天皇杯(男女総合)成績の推移

 ■足かけ10年■

 「長年のジュニア育成が強さの基盤」。こう断言するのは都選手団総監督の板垣一典都体協専務理事。始まりは13年の東京国体。地元国体に向け5年前から小中高の育成事業をてこ入れし、各競技団体が競うように強化を進めた。さらに“追い風”も吹いた。13年9月、東京五輪の開催が決まった。「通常だと国体で終わるはずだが、競技力向上の流れが持続することになった」(板垣専務理事)

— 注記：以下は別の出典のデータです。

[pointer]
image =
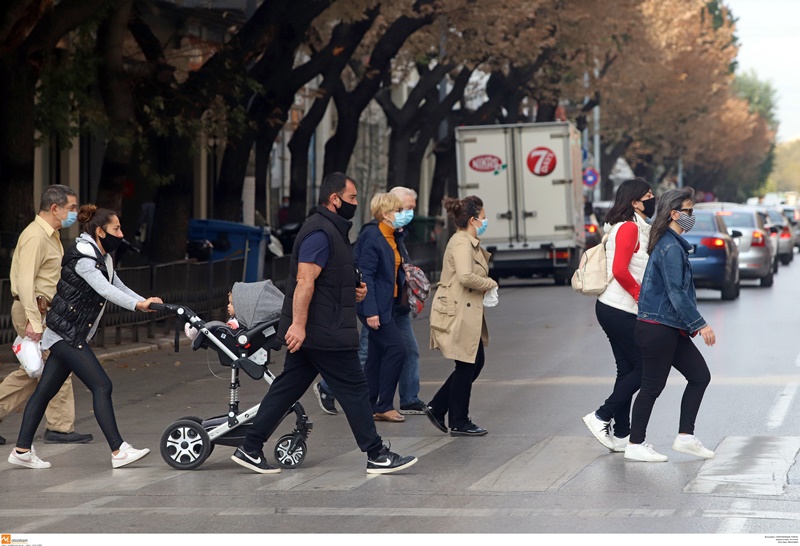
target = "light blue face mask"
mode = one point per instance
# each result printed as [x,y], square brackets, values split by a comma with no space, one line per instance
[484,225]
[398,221]
[405,217]
[72,216]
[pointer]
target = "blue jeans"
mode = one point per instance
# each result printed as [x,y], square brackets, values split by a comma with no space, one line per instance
[409,375]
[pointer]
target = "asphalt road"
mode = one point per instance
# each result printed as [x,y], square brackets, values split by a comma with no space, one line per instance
[537,471]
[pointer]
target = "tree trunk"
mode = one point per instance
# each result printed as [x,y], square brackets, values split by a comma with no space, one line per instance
[173,203]
[119,106]
[18,88]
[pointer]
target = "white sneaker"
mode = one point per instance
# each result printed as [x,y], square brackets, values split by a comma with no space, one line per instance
[692,447]
[644,453]
[620,444]
[28,460]
[127,455]
[600,429]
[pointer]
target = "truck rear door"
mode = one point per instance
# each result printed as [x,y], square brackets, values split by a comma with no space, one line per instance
[486,170]
[546,182]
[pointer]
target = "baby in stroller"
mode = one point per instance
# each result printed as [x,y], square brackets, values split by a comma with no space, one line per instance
[242,343]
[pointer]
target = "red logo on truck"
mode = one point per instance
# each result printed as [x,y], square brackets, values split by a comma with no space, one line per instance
[541,161]
[486,163]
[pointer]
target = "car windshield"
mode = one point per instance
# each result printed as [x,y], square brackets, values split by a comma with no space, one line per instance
[739,219]
[775,216]
[704,222]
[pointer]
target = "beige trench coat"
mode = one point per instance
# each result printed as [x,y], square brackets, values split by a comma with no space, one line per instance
[457,322]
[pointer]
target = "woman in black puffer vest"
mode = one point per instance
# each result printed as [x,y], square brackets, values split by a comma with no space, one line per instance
[87,282]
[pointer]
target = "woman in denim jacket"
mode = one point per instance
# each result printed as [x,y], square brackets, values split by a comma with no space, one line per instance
[668,319]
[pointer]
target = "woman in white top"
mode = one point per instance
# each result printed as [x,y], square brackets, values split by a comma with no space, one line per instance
[616,307]
[87,283]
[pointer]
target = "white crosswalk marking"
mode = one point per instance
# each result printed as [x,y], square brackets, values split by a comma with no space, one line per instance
[545,467]
[744,465]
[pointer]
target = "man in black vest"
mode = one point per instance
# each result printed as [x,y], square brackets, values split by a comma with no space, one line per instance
[319,327]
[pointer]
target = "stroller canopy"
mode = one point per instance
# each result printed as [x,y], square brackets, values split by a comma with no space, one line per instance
[256,302]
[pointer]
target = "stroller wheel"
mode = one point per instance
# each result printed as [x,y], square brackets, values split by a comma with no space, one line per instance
[289,458]
[185,445]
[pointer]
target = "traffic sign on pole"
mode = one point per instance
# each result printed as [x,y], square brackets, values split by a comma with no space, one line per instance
[590,176]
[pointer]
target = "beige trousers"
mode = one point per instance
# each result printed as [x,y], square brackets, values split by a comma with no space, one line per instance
[17,387]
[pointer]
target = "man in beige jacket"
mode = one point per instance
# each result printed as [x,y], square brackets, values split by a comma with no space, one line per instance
[35,270]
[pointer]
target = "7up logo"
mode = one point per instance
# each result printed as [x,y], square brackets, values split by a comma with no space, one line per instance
[541,161]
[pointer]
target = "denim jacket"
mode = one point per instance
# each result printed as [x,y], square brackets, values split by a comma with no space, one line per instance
[667,294]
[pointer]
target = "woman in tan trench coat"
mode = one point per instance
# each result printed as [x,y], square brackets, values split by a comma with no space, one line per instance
[458,327]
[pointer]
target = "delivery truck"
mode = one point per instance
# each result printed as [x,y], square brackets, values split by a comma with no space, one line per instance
[529,177]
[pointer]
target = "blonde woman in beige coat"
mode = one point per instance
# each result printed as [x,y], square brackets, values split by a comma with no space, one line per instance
[458,327]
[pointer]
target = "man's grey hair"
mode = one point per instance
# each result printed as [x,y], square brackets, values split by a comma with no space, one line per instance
[56,195]
[402,191]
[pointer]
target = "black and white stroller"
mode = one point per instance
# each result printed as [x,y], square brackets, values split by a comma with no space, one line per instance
[188,442]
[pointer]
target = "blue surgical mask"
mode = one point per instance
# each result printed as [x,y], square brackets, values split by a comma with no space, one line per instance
[397,223]
[403,218]
[484,225]
[70,219]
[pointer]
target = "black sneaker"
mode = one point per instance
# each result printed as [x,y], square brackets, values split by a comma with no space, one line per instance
[53,437]
[253,460]
[470,429]
[438,423]
[415,408]
[387,462]
[326,401]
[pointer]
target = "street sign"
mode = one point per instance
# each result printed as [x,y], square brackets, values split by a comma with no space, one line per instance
[590,177]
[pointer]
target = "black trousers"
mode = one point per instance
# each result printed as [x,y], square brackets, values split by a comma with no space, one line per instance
[664,347]
[453,396]
[342,371]
[386,354]
[619,327]
[63,360]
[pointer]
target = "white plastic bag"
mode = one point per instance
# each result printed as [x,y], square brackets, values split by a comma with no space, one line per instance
[490,299]
[29,354]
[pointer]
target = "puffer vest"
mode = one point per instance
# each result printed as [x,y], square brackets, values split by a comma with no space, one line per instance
[332,323]
[614,295]
[76,306]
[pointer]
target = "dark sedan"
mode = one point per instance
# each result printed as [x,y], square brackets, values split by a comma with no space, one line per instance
[715,255]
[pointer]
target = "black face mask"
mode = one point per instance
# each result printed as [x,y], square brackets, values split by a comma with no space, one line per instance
[346,210]
[649,207]
[111,243]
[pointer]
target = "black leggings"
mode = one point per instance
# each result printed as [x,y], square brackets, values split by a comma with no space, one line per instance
[619,327]
[664,347]
[453,396]
[84,364]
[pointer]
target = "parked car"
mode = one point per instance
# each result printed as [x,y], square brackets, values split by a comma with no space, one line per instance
[757,250]
[785,234]
[792,213]
[714,256]
[592,231]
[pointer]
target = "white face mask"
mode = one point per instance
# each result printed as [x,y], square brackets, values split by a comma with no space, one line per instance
[685,221]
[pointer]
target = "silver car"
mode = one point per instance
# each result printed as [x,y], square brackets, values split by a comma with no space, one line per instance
[749,227]
[785,234]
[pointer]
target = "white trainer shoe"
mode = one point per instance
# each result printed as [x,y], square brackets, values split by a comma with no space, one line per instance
[600,430]
[127,455]
[644,453]
[28,460]
[620,444]
[692,447]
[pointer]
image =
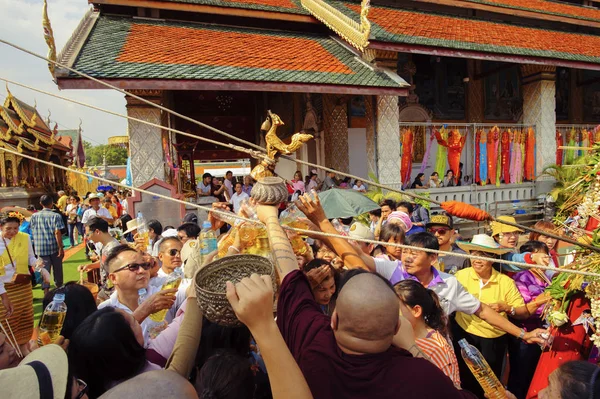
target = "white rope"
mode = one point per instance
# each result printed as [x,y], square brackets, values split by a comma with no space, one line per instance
[303,231]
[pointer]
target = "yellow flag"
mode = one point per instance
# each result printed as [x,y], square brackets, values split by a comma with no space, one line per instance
[49,37]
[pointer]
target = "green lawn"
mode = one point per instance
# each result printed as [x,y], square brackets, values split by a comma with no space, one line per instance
[70,274]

 成果を示すように近年は少年種別の活躍が著しい。今国体でも成年の得点は愛媛県を下回ったが、少年は200点以上引き離した。数年前から力を入れてきた「競技転向型の育成事業」も功を奏し、ボートや自転車、重量挙げなどの躍進も目を引く。板垣専務理事は「足かけ10年の強化がようやく実ってきた」と胸を張る。

 福井県が地元で天皇杯を掲げるためにはこの牙城を崩さねばならない。愛媛国体では7位と飛躍したが、あと1年で一押しも二押しも努力が必要といえる。板垣専務理事は自信ありげに言い切った。「福井さん、ガチンコ勝負をしましょう」。チームふくいの力量が試される。